Я насторожился и стал напряженно вслушиваться. Неужели, как уже не раз случалось, я услышу не только одну, но и другую сторону семейных недоразумений? Лев Исаакович заметил, покосился на меня из глубины своего кресла и продолжал: «По-вашему, жажда признания — чувство низменное, истина моя сама за себя постоит! А мой жизненный опыт, да и всеобщий, учит, что истина есть самое хрупкое создание на нашей планете. Того и гляди — разлетится на мелкие осколки. Значит, надо за нее заступаться, даже если это и унизительно… Да, в одном вы правы, писательство — промысел низкий, но когда оно служит истине, стоит и с толпой смешаться. А вы вот все гейдельбергской точности добиваетесь… Вычисление бесконечно малых… Категорический императив[761]

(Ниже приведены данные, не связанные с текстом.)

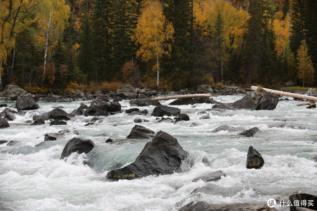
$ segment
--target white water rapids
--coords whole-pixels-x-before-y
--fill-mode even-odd
[[[243,96],[213,99],[232,102]],[[167,105],[173,100],[161,102]],[[200,120],[197,113],[213,104],[171,106],[180,109],[181,113],[190,119],[174,124],[156,123],[156,117],[150,116],[153,106],[139,107],[148,111],[147,116],[128,116],[124,111],[131,107],[126,100],[120,102],[123,107],[122,113],[105,117],[93,125],[84,127],[93,117],[83,115],[68,121],[66,125],[50,126],[49,121],[34,126],[23,122],[32,120],[34,115],[51,110],[52,106],[61,106],[70,113],[81,102],[39,103],[39,109],[16,115],[16,119],[9,121],[10,127],[0,129],[0,140],[19,142],[11,146],[6,147],[7,143],[0,145],[0,210],[167,211],[177,210],[193,201],[257,203],[295,192],[317,195],[317,163],[313,160],[317,155],[317,144],[312,144],[317,139],[316,109],[282,101],[272,111],[209,111],[210,119]],[[90,105],[89,102],[84,102]],[[136,118],[150,121],[135,123]],[[192,122],[197,126],[190,127]],[[156,133],[162,130],[177,138],[189,153],[192,165],[170,175],[132,180],[107,179],[109,171],[134,161],[150,140],[126,139],[135,124]],[[211,132],[224,124],[241,130]],[[253,137],[238,135],[255,127],[262,132]],[[35,147],[44,141],[46,133],[66,129],[71,133]],[[104,136],[97,135],[102,133]],[[92,140],[96,147],[87,154],[74,153],[60,159],[66,143],[75,137]],[[105,143],[109,138],[115,141]],[[260,169],[246,168],[250,146],[264,159]],[[205,163],[203,158],[207,161]],[[91,167],[83,164],[87,160]],[[201,180],[192,180],[219,170],[227,176],[210,182],[217,186],[214,195],[190,194],[206,185]],[[289,210],[288,207],[279,206],[275,208]]]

… Чтобы ризы без единого пятнышка! Я ведь вас помню молодым студентом — каким были, таким и остались. Это у вас прирожденный ритуализм — кошерная пища: чтобы мясо было обескровлено и посолено и чтобы, не дай бог, не попала в мясной суп капля молока… Как хотите, но будь вы моим сыном (а ведь по возрасту могли бы быть!), я бы столкнул вас со стези праведной. Но что говорить! Теперь уж, вероятно, поздно, да и я сам уже не советник самому себе. Вот, к примеру, Палестина…»Чуть ли не четыре десятилетия прошли с того дня «чашки чая» — чашки, так сказать, мира и понимания между нами, но и теперь, каждый раз, когда внимание мое обращается туда, в ту комнату с раскрытым окном в пустующий сад, я ясно вижу в зеркале оконного стекла округленные серо-синие глаза Льва Исааковича, с их устремленным на меня ласковым, приглядывающимся взглядом: «Да, Палестина… Вот посоветуйте, ехать или не ехать? Меня усиленно приглашают — лекционное турне и тому подобное. Гонорар совсем незначительный, да еще предупреждают, чтобы я запасся собственным костюмом для официальных приемов. Для меня просто лишний расход[762]
. Пишет мне церемониймейстер английских властей. Пишет по-русски, но совсем как иностранец. Может быть, вы знаете, кто это? Фамилия — Гордон. Иошуа Гордон, так и подписывается»[763].Я рассмеялся: «Как не знать?» И тут же дал Шестову послужной список палестинского «шефа протокола», отпрыска хасидской семьи из Ковно и моего сотоварища по Гейдельбергу, учившегося театральному искусству у знаменитого берлинского режиссера Макса Рейнгардта и ставшего впоследствии, во время войны 1914 года, директором еврейского театра в Нью-Йорке.
«Вот видите, — прервал меня заулыбавшийся Лев Исаакович, — опять театр. Без Плевицкой, очевидно, не обойдешься. Приятель ваш очень меня торопит и просит телеграфировать — да или нет. Опять лишний расход. Вы на моем месте, пожалуй, дали бы телеграмму, что за неимением смокинга не смогу приехать, а? А я вот не знаю».
Лицо его стало серьезным, озабоченным. Я воспользовался стечением обстоятельств, чтобы высказаться до конца. В неосознанном стремлении подвести общий итог всего, чем был и стал для меня в течение двадцати лет Шестов, я сжал свой «совет» в формулы, извлеченные из шестовской же алгебры. Наконец-то я как будто постиг ее и уже не сомневался, что и я, в свою очередь, не буду понят превратно. И мне, и Льву Исааковичу было не до шуток. «Палестина для вас, как и для меня, — начал я, слегка волнуясь, — Святая Земля». Он утвердительно кивнул головой. «Двадцать лет тому назад, — продолжал я, — вы чувствовали иначе. Тогда вам казалось, что, почитая домашних пенатов, вы заслужили право не считаться с назойливыми превратностями народной судьбы». Лев Исаакович никак не отозвался, лишь несколько брезгливо повел плечом. Я разошелся: «Вы добивались славы, сначала всероссийской, а затем и всемирной, под псевдонимом». — «Говорите, говорите», — торопил меня, приподняв плечи, Лев Исаакович. «Но псевдоним есть, простите, синоним, — вставил я торопясь, — синоним предательства собственного имени. Вы за ценой не стояли и прославились даже здесь в Германии, став твердою ногою около Гете и Шиллера в веймарском архиве имени Ницше[764]
. И все это, скрывая иудея под покровом эллина».